В затхлом воздухе подземелья изредка слышались звуки падающих капель воды, странные шорохи. Внезапно Аника запнулся обо что-то. Опустившись, он ощупал предмет:
— Факел! Держите, Настя, сейчас, я вспомнил, — он лихорадочно хлопал себя по карманам, — у меня же есть спички.
Вспыхнувший огонек тусклым светом осветил подземелье. Аника зажег факел. От непривычно яркого пламени резало глаза. Они огляделись вокруг. Тоннель с мрачными влажными, местами скользкими каменными стенами и таким же полом шел в двух направлениях.
— Да, задача не из легких, пойдем наугад?
— Я не знаю… — Настя растерянно озиралась вокруг, — я думаю…туда!
— Идемте! — Аника взял её за руку и пошел по тоннелю. — Интересно, что это за подземелье?

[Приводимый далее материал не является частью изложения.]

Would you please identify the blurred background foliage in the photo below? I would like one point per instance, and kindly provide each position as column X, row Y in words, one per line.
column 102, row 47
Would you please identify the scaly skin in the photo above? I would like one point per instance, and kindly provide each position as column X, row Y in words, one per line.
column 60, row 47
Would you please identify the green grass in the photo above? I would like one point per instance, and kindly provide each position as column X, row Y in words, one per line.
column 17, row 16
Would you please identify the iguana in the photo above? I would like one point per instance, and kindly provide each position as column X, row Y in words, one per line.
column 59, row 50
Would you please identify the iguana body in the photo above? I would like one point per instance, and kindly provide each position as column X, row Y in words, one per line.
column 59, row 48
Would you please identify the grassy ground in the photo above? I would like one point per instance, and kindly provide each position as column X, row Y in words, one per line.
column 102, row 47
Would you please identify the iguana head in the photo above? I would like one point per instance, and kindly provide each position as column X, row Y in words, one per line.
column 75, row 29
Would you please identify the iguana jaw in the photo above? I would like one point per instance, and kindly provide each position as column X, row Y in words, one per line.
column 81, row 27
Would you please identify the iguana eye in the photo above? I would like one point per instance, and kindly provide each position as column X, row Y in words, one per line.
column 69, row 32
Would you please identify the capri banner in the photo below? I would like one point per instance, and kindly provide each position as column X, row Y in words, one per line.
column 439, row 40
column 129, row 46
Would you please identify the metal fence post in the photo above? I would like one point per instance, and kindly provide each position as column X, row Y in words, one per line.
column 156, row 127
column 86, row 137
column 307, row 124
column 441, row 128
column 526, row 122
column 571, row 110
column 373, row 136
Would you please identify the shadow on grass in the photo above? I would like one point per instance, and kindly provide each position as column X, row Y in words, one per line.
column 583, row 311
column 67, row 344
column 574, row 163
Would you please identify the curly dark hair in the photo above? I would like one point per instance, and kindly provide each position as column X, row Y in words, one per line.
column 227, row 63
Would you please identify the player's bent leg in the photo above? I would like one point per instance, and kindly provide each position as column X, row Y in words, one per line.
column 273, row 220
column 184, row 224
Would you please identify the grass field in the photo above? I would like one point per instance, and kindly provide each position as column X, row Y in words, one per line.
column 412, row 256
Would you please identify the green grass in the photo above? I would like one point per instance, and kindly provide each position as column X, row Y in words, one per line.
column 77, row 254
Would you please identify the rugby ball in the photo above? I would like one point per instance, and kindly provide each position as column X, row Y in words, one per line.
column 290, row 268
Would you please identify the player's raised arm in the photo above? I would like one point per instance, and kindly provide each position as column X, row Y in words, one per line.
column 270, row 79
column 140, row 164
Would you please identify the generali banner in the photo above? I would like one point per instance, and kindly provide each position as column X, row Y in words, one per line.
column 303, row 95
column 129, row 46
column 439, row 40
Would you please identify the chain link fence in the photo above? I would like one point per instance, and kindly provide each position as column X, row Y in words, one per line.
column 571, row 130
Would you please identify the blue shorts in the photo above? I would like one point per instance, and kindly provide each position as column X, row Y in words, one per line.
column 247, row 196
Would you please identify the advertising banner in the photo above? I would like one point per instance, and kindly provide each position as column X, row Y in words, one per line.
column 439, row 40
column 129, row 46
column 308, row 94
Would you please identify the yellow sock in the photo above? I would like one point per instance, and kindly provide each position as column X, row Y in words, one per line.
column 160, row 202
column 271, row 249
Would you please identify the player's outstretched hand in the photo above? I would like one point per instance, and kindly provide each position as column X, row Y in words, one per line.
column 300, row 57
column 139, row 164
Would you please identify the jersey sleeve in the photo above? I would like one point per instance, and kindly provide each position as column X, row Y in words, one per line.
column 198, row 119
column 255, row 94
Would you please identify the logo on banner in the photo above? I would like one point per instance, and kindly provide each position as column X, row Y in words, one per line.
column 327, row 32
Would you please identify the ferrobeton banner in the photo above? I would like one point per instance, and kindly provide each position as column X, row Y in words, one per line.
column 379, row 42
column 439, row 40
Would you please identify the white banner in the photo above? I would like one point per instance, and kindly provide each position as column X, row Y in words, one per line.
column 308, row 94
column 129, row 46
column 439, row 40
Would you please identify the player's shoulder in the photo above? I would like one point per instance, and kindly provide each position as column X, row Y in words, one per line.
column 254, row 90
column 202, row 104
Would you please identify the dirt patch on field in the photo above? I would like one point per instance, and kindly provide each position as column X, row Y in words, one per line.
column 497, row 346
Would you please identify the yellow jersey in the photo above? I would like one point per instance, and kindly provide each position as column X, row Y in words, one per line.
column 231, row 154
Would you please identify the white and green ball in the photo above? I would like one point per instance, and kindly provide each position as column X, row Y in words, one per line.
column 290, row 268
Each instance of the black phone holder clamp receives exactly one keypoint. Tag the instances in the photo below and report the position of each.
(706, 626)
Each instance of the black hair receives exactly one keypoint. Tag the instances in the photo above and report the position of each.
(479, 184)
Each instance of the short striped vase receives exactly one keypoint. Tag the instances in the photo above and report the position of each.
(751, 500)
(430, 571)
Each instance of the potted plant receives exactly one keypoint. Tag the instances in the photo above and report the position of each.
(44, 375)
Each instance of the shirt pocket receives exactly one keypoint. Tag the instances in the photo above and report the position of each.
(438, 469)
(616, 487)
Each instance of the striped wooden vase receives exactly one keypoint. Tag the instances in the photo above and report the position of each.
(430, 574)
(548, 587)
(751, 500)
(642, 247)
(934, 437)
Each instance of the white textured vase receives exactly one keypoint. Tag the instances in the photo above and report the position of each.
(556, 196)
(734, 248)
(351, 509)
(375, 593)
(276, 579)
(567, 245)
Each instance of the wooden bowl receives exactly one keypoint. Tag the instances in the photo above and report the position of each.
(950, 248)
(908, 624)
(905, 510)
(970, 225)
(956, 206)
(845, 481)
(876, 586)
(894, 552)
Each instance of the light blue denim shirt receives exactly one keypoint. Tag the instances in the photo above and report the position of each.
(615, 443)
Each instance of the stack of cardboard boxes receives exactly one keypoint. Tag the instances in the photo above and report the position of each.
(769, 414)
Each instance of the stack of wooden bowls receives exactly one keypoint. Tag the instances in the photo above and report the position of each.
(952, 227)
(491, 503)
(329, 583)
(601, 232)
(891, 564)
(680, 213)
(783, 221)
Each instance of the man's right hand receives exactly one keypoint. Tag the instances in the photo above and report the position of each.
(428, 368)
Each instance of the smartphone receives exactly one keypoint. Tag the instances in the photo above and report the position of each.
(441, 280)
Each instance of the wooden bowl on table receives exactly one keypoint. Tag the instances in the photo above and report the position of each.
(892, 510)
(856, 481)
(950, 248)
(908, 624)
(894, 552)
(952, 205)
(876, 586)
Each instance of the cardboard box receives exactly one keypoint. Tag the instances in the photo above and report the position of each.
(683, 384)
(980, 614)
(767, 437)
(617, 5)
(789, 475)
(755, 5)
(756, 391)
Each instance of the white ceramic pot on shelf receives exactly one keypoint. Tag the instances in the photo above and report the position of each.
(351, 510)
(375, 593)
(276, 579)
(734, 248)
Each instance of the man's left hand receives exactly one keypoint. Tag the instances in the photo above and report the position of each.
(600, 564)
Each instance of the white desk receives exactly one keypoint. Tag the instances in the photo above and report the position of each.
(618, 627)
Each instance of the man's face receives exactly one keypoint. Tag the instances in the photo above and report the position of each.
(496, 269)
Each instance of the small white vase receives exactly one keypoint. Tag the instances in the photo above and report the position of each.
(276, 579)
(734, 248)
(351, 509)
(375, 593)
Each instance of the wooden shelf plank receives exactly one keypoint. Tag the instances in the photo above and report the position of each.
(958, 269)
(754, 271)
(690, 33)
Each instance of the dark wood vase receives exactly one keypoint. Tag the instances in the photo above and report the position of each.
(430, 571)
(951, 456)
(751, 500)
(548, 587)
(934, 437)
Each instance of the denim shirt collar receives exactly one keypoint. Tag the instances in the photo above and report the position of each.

— Да! Непростой был этот дед Иван, упокой господь его душу, почему он прорыл подземный ход сюда?
— Вот тебе и бортник!
Они шли по каменному подземелью, ход петлял, в стене за поворотом появилась небольшая дубовая дверь.
— Что там?
— Откроем? — Аника отодвинул щеколду.
— Ааааа! — Настя завизжала от ужаса. В открывшейся их взору нише лежали белые человеческие черепа и кости.
— Тише! Тише, и после этого вы будете рассказывать мне о религии? Настя. Даже я знаю, что так монахи хранят мощи своих ушедших братьев.
— Вы полагаете это кости монахов? — Она вцепилась в руку Аники мертвой хваткой.
— Смотрите, — Аника подошел к нише и взял один из черепов, — вокруг сырость, по стенам стекает испарина, а здесь в нише сухо, и кости, смотрите, — он поднес череп к её глазам, Настя в ужасе отшатнулась, — смотрите какие белые кости!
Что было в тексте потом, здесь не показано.